Aided by a surge in demand for emerging markets stock, investor appetite may also have been heightened by the protracted run-up to the deal. The market had been aware of the forthcoming capital raising for 18 months but had to wait for government approval to sell the 5 bn oil barrels. ‘We had hoped the capital raising would occur much earlier than it did, because this overhang lasted for more than a year and our stock price was suffering,’ Helms explains.
Petrobras had envisaged completing the deal in July but that deadline was missed due to the legislative process and delays in valuing the barrels. ‘We had more than 100 people working on it in one form or another so we just had to get it done,’ says Helms.
When the deal finally went through it was helped along by favorable market conditions as US investors fought to cash in on the offering. The deal − a great source of pride for the Brazilian people − was immediately lauded by then-President Luiz Ignácio Lula da Silva as a triumph. ‘It wasn’t in Frankfurt. It wasn’t in London. It wasn’t in New York. It was in São Paulo,’ he announced to a packed hall of supporters at Bovespa, the Brazilian stock exchange, the day after the share issue.
Despite Brazil’s recent homegrown achievements, Helms still thinks the established exchanges have a role to play, especially in large-scale deals. ‘With a deal our size you need depositary receipts (DRs) and you still need the NYSE,’ he points out.
It wasn’t just cheery political rhetoric that resulted from the share sale; there was an altered ownership structure, too. The Brazilian government’s overall stake in Petrobras increased from around 40 percent to around 48 percent after the share issue, and it now owns a majority of the voting shares. This is something Helms thinks is unlikely to change Petrobras’ governance structure significantly, however.

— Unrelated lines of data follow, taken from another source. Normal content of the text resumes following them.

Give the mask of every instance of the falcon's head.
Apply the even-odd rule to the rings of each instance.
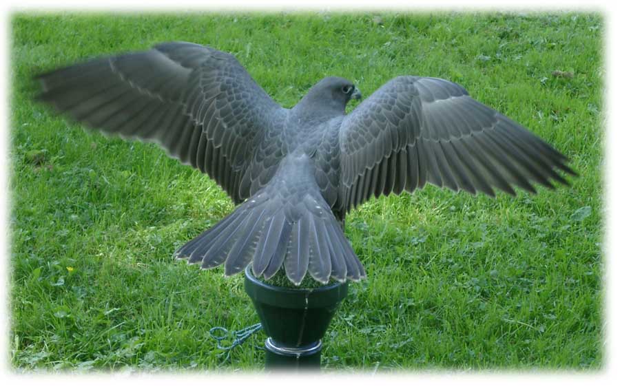
[[[347,103],[351,99],[361,99],[362,94],[350,81],[342,77],[326,77],[315,84],[298,104],[304,110],[335,110],[344,112]]]

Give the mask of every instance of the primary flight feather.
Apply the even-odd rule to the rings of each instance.
[[[351,114],[353,84],[327,77],[285,109],[235,57],[173,42],[37,76],[39,98],[108,135],[158,143],[207,173],[232,213],[175,253],[227,275],[282,267],[300,284],[366,276],[342,231],[371,196],[430,182],[453,191],[535,192],[566,184],[567,158],[440,78],[399,76]]]

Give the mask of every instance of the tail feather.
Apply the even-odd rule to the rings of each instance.
[[[225,264],[227,275],[251,263],[254,275],[266,279],[284,267],[296,285],[307,274],[323,284],[330,278],[364,277],[307,157],[295,159],[232,213],[178,250],[176,257],[200,261],[203,268]]]
[[[265,222],[265,226],[256,244],[254,258],[252,262],[252,272],[256,275],[262,274],[267,266],[280,241],[285,226],[284,213],[280,212]]]
[[[289,239],[291,237],[291,231],[293,231],[293,223],[287,221],[282,228],[281,235],[278,240],[278,247],[276,248],[276,251],[273,252],[273,255],[269,259],[269,264],[267,265],[262,274],[266,279],[269,279],[276,275],[276,273],[284,264],[285,258],[287,256],[287,246],[289,244]],[[260,275],[255,274],[254,275]]]

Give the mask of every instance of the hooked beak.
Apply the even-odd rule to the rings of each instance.
[[[357,99],[358,101],[359,101],[360,99],[362,98],[362,93],[360,92],[360,90],[358,89],[357,87],[355,87],[355,89],[353,89],[353,94],[351,94],[351,99]]]

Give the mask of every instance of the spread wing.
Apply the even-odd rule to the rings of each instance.
[[[345,211],[371,196],[428,182],[452,190],[514,195],[533,182],[567,184],[568,159],[519,124],[439,78],[400,76],[362,102],[340,134]]]
[[[38,78],[43,101],[104,134],[157,142],[236,203],[248,196],[240,187],[256,146],[270,140],[283,148],[274,132],[285,109],[234,56],[209,47],[163,43]]]

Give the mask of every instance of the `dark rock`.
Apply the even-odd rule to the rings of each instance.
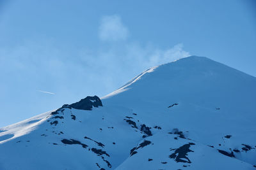
[[[224,155],[230,157],[235,157],[235,155],[234,155],[234,152],[231,152],[231,153],[228,153],[226,151],[221,150],[218,150],[218,151],[220,153],[223,154]]]
[[[89,140],[91,140],[91,141],[94,141],[95,143],[96,143],[98,145],[98,146],[101,146],[101,147],[102,147],[102,148],[104,148],[104,146],[105,146],[105,145],[103,145],[102,143],[100,143],[100,142],[97,142],[97,141],[93,140],[93,139],[92,139],[91,138],[88,138],[88,137],[86,137],[86,136],[85,136],[84,138],[84,139],[89,139]]]
[[[110,164],[109,162],[108,162],[108,161],[107,160],[106,160],[106,159],[103,159],[103,160],[104,160],[106,163],[107,163],[108,167],[109,167],[109,168],[111,168],[111,167],[112,167],[112,166],[111,166],[111,164]]]
[[[67,144],[67,145],[74,145],[74,144],[77,144],[77,145],[82,145],[83,148],[86,148],[88,145],[81,143],[80,141],[76,141],[72,139],[64,139],[61,140],[61,142],[64,144]]]
[[[179,137],[180,138],[186,139],[185,136],[183,134],[182,131],[179,131],[178,129],[175,128],[172,130],[172,133],[175,134],[179,134]]]
[[[136,129],[138,129],[138,127],[134,122],[131,120],[127,120],[127,119],[124,119],[124,120],[126,121],[129,125],[132,125],[132,127]]]
[[[140,143],[139,145],[139,146],[137,147],[134,147],[130,151],[130,157],[132,156],[133,155],[137,153],[138,152],[136,151],[137,150],[138,148],[142,148],[145,146],[146,146],[147,145],[148,145],[151,143],[151,141],[147,141],[147,140],[144,140],[144,141],[141,143]]]
[[[242,144],[242,145],[245,146],[245,147],[242,148],[242,150],[244,150],[246,152],[247,152],[247,151],[252,149],[252,146],[249,146],[248,145]]]
[[[55,116],[54,117],[52,118],[60,118],[60,119],[63,119],[64,118],[63,117],[60,117],[60,116]]]
[[[92,110],[92,106],[98,108],[103,106],[100,98],[97,96],[94,96],[93,97],[87,96],[79,102],[70,104],[70,106],[77,110]]]
[[[189,143],[188,144],[185,144],[184,145],[175,149],[173,153],[169,155],[170,159],[175,159],[175,160],[177,162],[184,162],[184,163],[191,163],[189,159],[187,157],[188,152],[194,152],[193,150],[189,150],[191,145],[195,145],[193,143]],[[185,160],[184,159],[186,159]]]
[[[147,134],[148,136],[152,136],[150,128],[148,127],[147,127],[145,124],[141,125],[140,131]]]
[[[53,122],[51,122],[51,125],[52,125],[54,124],[54,125],[56,125],[58,123],[58,120],[54,120]]]
[[[103,151],[102,150],[97,150],[96,148],[92,148],[92,151],[94,153],[99,154],[100,155],[106,155],[108,157],[109,157],[109,155],[108,155],[106,151]]]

The share issue resulted in a large number of non-domestic minority shareholders. The share allocation on the book-building was split evenly between Brazil and the US, with each having 39 percent. The Europeans bought around 10 percent of the shares, Asia about 3 percent and Canada about 6 percent.
Non-voting and voting shares were allocated in approximately the same ratio as Petrobras’ existing share structure, with the underlying shares still traded on Bovespa, while the company’s American DRs (ADRs) are traded on the NYSE. The voting shares represent around 58 percent of the total capital but, according to Brazilian law, the government must retain control, and it must do so with a majority of the voting shares.
‘There were a lot of people who knew us well, who had been waiting for this moment to establish a core position in our name,’ Helms observes. ‘In a sense, we were already very liquid and investors could always adjust to whatever position they wanted, without having to participate in the offering itself.’
Supply and demand
Despite that, demand to participate in the issue far outstripped supply. ‘There are some issues surrounding the market and priority,’ Helms concedes. ‘We had the complication that the total offer was split into two parts: a priority offer and a market offer, and the priority offer comprised 80 percent.’
Similar to a rights issue, the priority offer was available to existing shareholders of the underlying shares, with the exception of the ADR holders, who could not take part due to US securities regulations. ‘Consequently, we allowed for a market offer, where existing ADR holders and others could place orders in the book,’ Helms explains.
‘We expected there to be leftover shares from the priority offer. Instead, what happened was that the demand in the priority offering (the largely Brazilian component) exceeded our expectations. The government was not even able to subscribe up to the value of the barrels in the priority, so there was demand going into the book, rather than supply.’
How this demand will translate into long-term share price performance remains to be seen. After realizing its record-breaking ambition Petrobras must now sustain investor interest both in the short and longer term – especially if it is to mount a repeat capital raising in the coming years.